Les auteurs ont calculé l’accord entre les scores attribués aux sujets selon la classification BAMIC et celle de Peetrons. Comme les deux classifications ont globalement la même notation ordonnant le grade de sévérité (de 0 à 3 ou 4), les auteurs ont calculé l’accord entre les grades selon leur sévérité attribuée par la classification (accord de 0 BAMIC avec 0 Peetrons, 1 BAMIC et 1 Peetrons, et ainsi de suite). Cette approche se voulant très simpliste est conceptuellement très déroutante. En effet, les deux classifications ont été réalisées indépendamment. Hormis le fait qu’elles soient toutes deux ordonnées par sévérité, elles reposent sur des critères différents et il est difficile d’établir l’analogie entre les deux. En d’autres termes, comment peut-on comparer l’accord entre un grade 3 de Peetrons et un grade 3 de BAMIC quand ceux-ci ne veulent pas dire la même chose ?

Une question intéressante aurait été d’établir le lien entre les deux classifications. Par exemple, en analysant le lien entre le délai RTP et chacune des classifications et de leurs grades constitutifs. Ceci pourrait permettre d’établir une analogie en termes de prédiction de délai RTP entre les scores des classifications BAMIC et Peetrons (si tant est qu’il y en est une).

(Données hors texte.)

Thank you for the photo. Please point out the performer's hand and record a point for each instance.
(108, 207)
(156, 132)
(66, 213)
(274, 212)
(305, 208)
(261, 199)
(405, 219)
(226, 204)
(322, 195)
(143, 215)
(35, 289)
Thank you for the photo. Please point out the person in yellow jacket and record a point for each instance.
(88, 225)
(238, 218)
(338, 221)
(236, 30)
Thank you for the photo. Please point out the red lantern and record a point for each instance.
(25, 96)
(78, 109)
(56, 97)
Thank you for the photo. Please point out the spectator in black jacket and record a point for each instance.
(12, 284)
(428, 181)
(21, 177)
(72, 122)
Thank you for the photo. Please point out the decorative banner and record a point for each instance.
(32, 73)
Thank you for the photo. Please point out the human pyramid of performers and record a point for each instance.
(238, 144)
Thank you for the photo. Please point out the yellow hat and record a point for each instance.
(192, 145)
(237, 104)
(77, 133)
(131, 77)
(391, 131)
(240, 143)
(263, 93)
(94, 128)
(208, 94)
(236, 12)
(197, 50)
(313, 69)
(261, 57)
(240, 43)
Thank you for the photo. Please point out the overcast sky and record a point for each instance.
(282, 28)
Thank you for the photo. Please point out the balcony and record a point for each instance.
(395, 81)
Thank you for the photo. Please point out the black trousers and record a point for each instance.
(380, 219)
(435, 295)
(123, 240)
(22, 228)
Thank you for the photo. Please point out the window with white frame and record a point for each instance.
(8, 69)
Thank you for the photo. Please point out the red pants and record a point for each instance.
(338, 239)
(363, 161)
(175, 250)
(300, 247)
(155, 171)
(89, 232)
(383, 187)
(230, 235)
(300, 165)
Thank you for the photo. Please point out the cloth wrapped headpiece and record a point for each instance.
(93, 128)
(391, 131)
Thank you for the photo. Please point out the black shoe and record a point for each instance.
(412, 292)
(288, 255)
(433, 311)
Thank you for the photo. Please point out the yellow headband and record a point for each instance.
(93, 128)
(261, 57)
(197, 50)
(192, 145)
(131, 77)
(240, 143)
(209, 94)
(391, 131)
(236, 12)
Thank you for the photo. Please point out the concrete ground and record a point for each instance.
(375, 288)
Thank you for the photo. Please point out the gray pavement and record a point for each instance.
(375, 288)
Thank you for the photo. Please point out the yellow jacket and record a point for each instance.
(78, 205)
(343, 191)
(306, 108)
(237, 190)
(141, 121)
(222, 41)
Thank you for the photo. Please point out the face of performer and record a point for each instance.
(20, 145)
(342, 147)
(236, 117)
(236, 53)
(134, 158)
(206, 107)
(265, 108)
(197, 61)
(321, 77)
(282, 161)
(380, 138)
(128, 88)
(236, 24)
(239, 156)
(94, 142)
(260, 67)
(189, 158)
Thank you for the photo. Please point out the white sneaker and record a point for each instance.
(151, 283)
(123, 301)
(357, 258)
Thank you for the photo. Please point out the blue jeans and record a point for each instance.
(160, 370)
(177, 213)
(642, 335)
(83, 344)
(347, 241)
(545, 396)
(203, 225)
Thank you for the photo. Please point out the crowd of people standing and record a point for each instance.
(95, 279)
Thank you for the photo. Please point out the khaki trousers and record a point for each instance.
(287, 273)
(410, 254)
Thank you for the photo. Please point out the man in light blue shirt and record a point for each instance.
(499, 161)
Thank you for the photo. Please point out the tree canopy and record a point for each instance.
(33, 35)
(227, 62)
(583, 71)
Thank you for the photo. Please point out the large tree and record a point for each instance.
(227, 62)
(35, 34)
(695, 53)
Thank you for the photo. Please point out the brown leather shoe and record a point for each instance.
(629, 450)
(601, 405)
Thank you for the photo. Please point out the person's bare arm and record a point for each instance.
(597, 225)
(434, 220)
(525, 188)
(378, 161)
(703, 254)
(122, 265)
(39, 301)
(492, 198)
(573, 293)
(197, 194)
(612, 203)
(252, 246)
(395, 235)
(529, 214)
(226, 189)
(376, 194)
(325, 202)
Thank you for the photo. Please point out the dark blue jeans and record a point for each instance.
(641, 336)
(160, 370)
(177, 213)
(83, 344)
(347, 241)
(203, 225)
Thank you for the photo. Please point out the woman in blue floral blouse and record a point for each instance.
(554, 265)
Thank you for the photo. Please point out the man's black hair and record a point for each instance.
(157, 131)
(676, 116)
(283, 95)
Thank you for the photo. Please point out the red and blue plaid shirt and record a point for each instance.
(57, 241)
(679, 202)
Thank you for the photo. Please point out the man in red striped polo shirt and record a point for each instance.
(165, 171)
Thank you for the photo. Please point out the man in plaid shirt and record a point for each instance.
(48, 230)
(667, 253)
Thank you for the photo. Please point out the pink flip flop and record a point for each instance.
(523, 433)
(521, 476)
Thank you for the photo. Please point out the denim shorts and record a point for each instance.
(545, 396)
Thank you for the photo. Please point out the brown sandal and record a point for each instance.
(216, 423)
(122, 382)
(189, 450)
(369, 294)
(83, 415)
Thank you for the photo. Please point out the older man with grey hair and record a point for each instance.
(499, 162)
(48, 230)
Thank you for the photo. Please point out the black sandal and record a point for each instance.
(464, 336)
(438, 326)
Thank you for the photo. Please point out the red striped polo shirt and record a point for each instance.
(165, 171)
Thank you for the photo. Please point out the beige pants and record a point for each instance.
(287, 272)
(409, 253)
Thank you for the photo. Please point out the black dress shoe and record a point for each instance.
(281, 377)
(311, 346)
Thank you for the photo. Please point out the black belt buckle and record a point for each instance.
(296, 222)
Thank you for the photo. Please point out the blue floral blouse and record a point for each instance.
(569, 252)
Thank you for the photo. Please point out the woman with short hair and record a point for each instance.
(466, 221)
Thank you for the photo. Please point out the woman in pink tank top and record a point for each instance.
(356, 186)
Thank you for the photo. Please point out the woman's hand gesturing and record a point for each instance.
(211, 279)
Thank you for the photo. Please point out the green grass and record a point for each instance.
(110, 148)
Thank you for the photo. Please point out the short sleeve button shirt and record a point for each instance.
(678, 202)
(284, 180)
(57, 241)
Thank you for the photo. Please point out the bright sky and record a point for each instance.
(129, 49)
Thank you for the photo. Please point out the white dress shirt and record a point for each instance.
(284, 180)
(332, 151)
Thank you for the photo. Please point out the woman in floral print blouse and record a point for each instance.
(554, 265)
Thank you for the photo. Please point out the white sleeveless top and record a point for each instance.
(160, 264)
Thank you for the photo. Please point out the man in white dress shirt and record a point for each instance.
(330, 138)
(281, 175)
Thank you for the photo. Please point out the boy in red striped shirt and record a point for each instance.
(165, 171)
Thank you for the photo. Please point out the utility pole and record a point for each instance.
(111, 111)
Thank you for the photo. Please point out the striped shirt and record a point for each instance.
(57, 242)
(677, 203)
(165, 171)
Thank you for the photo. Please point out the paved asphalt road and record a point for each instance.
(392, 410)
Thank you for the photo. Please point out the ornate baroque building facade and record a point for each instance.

 Analyse de la validité externe de l’étude

La validité externe permet d’étudier le degré d’applicabilité des résultats aux patients de votre quotidien, c’est en fait le degré de généralisation et d’extrapolation des résultats. Dans cet article, la généralisation des résultats n’est pas possible en raison du faible effectif de l’échantillon analysé. 

Conclusion

La faible qualité méthodologique de l’étude ainsi que le plan d’analyse et les moyens statistiques employés pour répondre aux objectifs de l’étude sont contestables. L’interprétation des résultats de cette étude ne semble donc pas pertinente.

Référence de l’article analysé 

Tears C, Rae G, Hide G, Sinha R, Franklin J, Brand P, Hasan F, Chesterton P. The British Athletics Muscle Injury Classification grading system as a predictor of return to play following hamstrings injury in professional football players. Phys Ther Sport. 2022 Sep 7;58:46-51. doi: 10.1016/j.ptsp.2022.08.002. Epub ahead of print. PMID: 36148699.